Nvidia’s latest and greatest has finally landed, and expectations are high, to say the least. The GTX 1080 moves to a smaller architecture and ups the ante on performance, but it faces tough competition in the form of the incredibly popular GTX 970 and importantly, the 980 Ti.
We haven’t been able to spend time with the card yet, but we’ve scoured the web for benchmarks, features, and design impressions so you don’t have to.
What’s old is new again
Like most new GPUs, the first example of the GTX 1080 is the Nvidia produced reference design, or “Founders Edition,” as the company has dubbed it. This time around, the introductory version of the card actually packs some special features, though. For one, the previous heat pipe and blower construction has been improved with the return of the vapor chamber from the original Titan introduction, and the power supply has been upgraded to a five-phase unit.
Its redesigned shroud is also much more exciting and dangerous looking than the previous blower. Whether the jagged edges and tessellated appearance fit in with your build is up to personal taste, but its efficiency can’t be argued with. The reviewers that measured temperatures found the card’s power efficiency and temperatures have both improved a bit over last year, despite the performance increase.

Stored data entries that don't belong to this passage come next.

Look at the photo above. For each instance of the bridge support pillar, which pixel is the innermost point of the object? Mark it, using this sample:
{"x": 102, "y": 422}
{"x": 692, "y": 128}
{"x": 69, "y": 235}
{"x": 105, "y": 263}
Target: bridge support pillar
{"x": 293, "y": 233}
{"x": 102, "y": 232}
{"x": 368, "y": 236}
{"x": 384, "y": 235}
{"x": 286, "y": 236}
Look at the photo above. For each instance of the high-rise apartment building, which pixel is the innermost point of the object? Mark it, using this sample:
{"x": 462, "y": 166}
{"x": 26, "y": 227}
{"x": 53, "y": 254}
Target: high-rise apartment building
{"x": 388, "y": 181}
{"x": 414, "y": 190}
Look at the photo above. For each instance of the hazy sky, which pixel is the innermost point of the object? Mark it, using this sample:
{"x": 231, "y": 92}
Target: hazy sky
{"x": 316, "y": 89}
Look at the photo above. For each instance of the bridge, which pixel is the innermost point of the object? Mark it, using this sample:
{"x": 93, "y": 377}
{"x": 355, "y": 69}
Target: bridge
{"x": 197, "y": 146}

The GTX 1080 boasts improved connectivity too, even if it doesn’t appear to from the outside. The trio of DisplayPorts are now 1.4 instead of 1.2m for up to 8K at 60Hz or 4K at 120Hz, and the HDMI port is now 2.0B, for 4K at 60Hz with High Dynamic Range, a feature the GTX 1080 now supports.
Take a picture
Basically every feature and specification on the GTX 1080 has improved over the GTX 980. There are more stream processors, more CUDA cores, improved memory bandwidth, and a shrunken architecture, but we’ll get to what exactly that means for performance. First, we’ll take a look at a couple of features that reviewers mentioned specifically having tried out.
One of the more important additions, especially considering the high framerates the GTX 1080 achieved, is the new Fast Sync technology. Like a G-Sync for framerates that fly past your monitor’s refresh rate, Fast Sync lets your GPU render frames as fast as it wants, and then the card decides which frames to show. That means dropped frames, but most reviewers pointed out that this feature works quite well for games like Dota 2 or Counter-Strike: Global Offensive where speed is everything, and quality isn’t the goal.
There’s also the new Ansel feature, which allows users to take incredibly detailed in-game screenshots in 2D or 360-degree for VR. It’s a driver utility that has to be enabled by each game’s developer, but doing so in The Witness only required 40 lines of extra code, according to the PCWorld review. The result is a free-floating camera that stitches together up to 3,600 individual, high-resolution shots, with special filters and effects to improve your photography.
Although Nvidia makes no claims about the GTX 1080’s overclocking potential, its unlocked cores and improved tuning are sure to grab gaming enthusiasts’ attention. One of them is GPU Boost 3.0, which allows users to set different overclocking settings depending on the card’s current voltage.
King of the hill
The result of these new features and generational improvements is impressive, but the benchmarks speak for themselves, especially at lower resolutions. We could share 1080p results, but with even mid-range components backing it up, expect the GTX 1080 to stay well above 60 frames per second in basically any modern game.
As the resolution rises, so does the GTX 1080’s lead over comparable cards. With the exception of SLI or CrossFire setups, and DirectX 12 games where AMD currently has an advantage, the GTX 1080 doesn’t lose a benchmark to a single GPU setup in any of the reviews we checked. In a fifteen game average, the GTX 1080 ties or beats two GTX 980s in SLI, trouncing every other card in the competition, according to PCGamer’s review. That kind of overwhelming, unambiguous victory is a rarity in the PC gaming market.
Overall, the GTX 1080 is tough to compare to the GTX 980 because it’s so much faster – about a 70 percent jump, according to Anandtech. Instead, it’s a more direct comparison to the 980 Ti, at least in terms of price. Even then, the GTX 1080 is over 30 percent faster than the 980 Ti, and it carries a slightly higher margin of victory over AMD’s Fury X.
Conclusion
At the end of the day, the new GTX 1080 is a vast improvement over last year’s cards, and even beats out two GTX 980s in SLI on a good day. It also quickly claimed the title of fastest single graphics card setup for consumers in the gaming space, at a price that comes in well below cards like the Titan X that it beats.
Reference cards haven’t always been gamers’ first choice, and this one carries a larger premium than ever. It’s more likely than ever that PC builders will chase down a overclocked version of their favorite third-party cooler if they want to upgrade to the 1080, and save some cash in the process.
We’ll wait until we have the GTX 1080 in hand to settle on a formal score or recommendation, but it’s clear the newest generation of Nvidia cards are geared up for a successful summer, especially once the non-reference designs roll out.